Don’t get me wrong, Ringo was all horse; alternately keenly intuitive and stark raving mad. His worst nightmare was a pot-bellied pig who lived on the small farm where he was stabled. His nostrils would flare and he’d throw back his head, prancing around in pure panic at the mere sight of the hairy, rotund creature. No matter that he was about ten times the size of the pig. To Ringo, he was Godzilla Pig, devourer of the universe.
Annika and Ringo Star. Photo: Dani McArthur
So now that we have established that Ringo was not even a deeply wise horse, old and worldly after years of battle with his own fears, how then did he help me find stillness? Did he somehow know with his horsey intuition how badly I needed it?
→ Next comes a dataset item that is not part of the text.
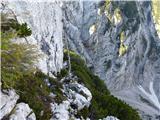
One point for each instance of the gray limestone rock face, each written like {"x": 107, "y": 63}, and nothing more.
{"x": 133, "y": 77}
{"x": 45, "y": 21}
It had been just over six months since the beginning of the Arab Spring in Bahrain, six months of hope turning to horror, and I was still trying to find out what had happened to a student I was very close to. The heart-breaking complexity of our human world had me buzzing with concern, and so Ringo’s gift was even more precious for its simplicity.
Most of the time, my relationship with my daughter’s horse was matter-of-fact. I would often be left holding Ringo by his halter while my daughter moved around completing the hundreds of small tasks that are part of riding and caring for a horse. Ringo would often spend this time poking his nose into my jacket pockets and everywhere else in search of a treat of some kind. Success would produce no great depth of gratitude, but rather a brief period of chewing and a renewed search. No treats would be cause for a few grumbles, and the occasional half-hearted nip as a reminder that a delicious opportunity had been lost.
Occasionally, Ringo would tire of searching and decide to move into one of his standing naps. That a large four-footed creature can fall asleep that way is still a surprise to me. On this day, I first noticed the subtle shift of weight, and then realized that he was leaning into me ever so slightly. I found myself doing the same, leaning into his strong neck, knowing that I could do so completely without any fear of shifting his centre of balance. At that point, I closed my eyes and had something that I very seldom have: a moment of perfect stillness.
Everything stopped except the extraordinary feeling of that long and muscled neck, warm beneath me. I completely lost myself in a gentle horse-scented embrace that put the whole world on pause. I don’t know how long we stayed that way, Ringo and I, but I will never forget that rare gift of stillness when the world didn’t have to make sense. It just was.